Era oficial en el taller de Tsai Lun... así era. Había estado con los brazos metidos hasta los codos en el agua de la tina de piedra de la sala abierta de depuración, dejando que la pasta de corteza se escurriera entre sus dedos, una pulpa pegajosa de fibras deshilachadas, mientras Tsai Lun removía con unos largos palos blancos el contenido de las tinas de cocción, tiras de corteza que desfibraba hirviéndolas sobre unos fogones que había en el suelo.

Tsai Lun le hablaba de Quin Shi Huangdi, el emperador que pretendía acabar con el cisma intelectual y político del reino, cuando el conflicto estaba entre el camino a lo inconfesable y al amor al equilibrio y al pasado, entre las enseñanzas de Lao Zi y las del maestro Kong. Quin Shi Huangdi ordenó la quema de todos los libros de álamo y de bambú y de los grabados ji y sepultar en vida a cuatrocientos sesenta eruditos. Se prohibieron las colecciones de libros y archivos privados y tan sólo se conservaron algunos volúmenes sueltos sobre agricultura, adivinación y medicina.

Por la mañana, temprano, Tsai Lun y él habían seguido el sendero que bordeaba el río a fin de recoger la corteza de las moreras. Había refrescado, los campos estaban mojados, la lluvia había cesado. Las frías hojas del árbol wu-t’ung del pozo susurraban en el viento y se escuchaban los golpes otoñales de una vara blandida por alguien que hacía la colada.

-Mee Ling- dijo Tsai Lun. –Antes fue cantante, ahora es la esposa de un navegante.

Sin embargo, el marinero partió y jamás volvió al lugar. Resulta difícil mantener una cama vacía.

Habían triturado la corteza con piedras planas, la habían amasado y cocido hasta convertirla en una pasta suave sin que apenas llegaran a intercambiar una sola palabra entre ellos. Más tarde extendieron y fijaron telas en unos bastidores que luego sumergieron en el engrudo enfriado y colgaron a secar en los armazones que había fuera.

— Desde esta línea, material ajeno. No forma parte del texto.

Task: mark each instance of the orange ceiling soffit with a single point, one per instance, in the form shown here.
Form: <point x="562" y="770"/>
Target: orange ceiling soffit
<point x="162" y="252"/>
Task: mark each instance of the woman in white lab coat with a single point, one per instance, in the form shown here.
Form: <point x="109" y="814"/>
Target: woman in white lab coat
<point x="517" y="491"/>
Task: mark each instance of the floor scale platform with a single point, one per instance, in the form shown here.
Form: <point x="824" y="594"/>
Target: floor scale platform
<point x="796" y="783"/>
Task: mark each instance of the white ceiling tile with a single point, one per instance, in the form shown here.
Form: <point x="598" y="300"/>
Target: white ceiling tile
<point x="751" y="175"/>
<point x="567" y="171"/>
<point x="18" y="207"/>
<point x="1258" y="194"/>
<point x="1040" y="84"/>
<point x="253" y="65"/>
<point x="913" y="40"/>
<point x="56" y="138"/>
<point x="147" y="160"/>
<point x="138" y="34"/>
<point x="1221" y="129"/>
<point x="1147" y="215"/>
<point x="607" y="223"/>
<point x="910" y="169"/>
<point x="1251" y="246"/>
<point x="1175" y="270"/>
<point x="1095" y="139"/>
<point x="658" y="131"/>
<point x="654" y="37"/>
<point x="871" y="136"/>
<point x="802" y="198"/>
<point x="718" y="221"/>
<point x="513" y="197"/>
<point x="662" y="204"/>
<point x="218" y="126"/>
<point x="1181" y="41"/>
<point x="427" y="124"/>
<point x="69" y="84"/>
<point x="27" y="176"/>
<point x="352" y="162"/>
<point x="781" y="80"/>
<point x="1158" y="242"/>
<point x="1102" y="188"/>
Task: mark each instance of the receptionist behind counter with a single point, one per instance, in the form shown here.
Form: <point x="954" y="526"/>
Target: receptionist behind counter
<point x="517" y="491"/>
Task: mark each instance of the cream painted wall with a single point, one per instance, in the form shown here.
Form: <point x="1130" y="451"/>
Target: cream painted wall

Próximo el atardecer, Tsai Lun hizo un gesto de satisfacción con la cabeza y empezó a despegar los pliegos de papel secados, una a una fue desprendiendo las hojas grisáceas de las telas para luego depositarlas sobre la mesa donde serían prensadas.

La mujer del navegante lo había estado esperando delante de la pagoda azul, la pálida mano estirada y la cara empolvada de color rosa.

Una paloma se posó con un aleteo en la tabla que había bajo el tejado. El momento es fugaz, pensó Don José. El experimento peligros, el juicio arduo.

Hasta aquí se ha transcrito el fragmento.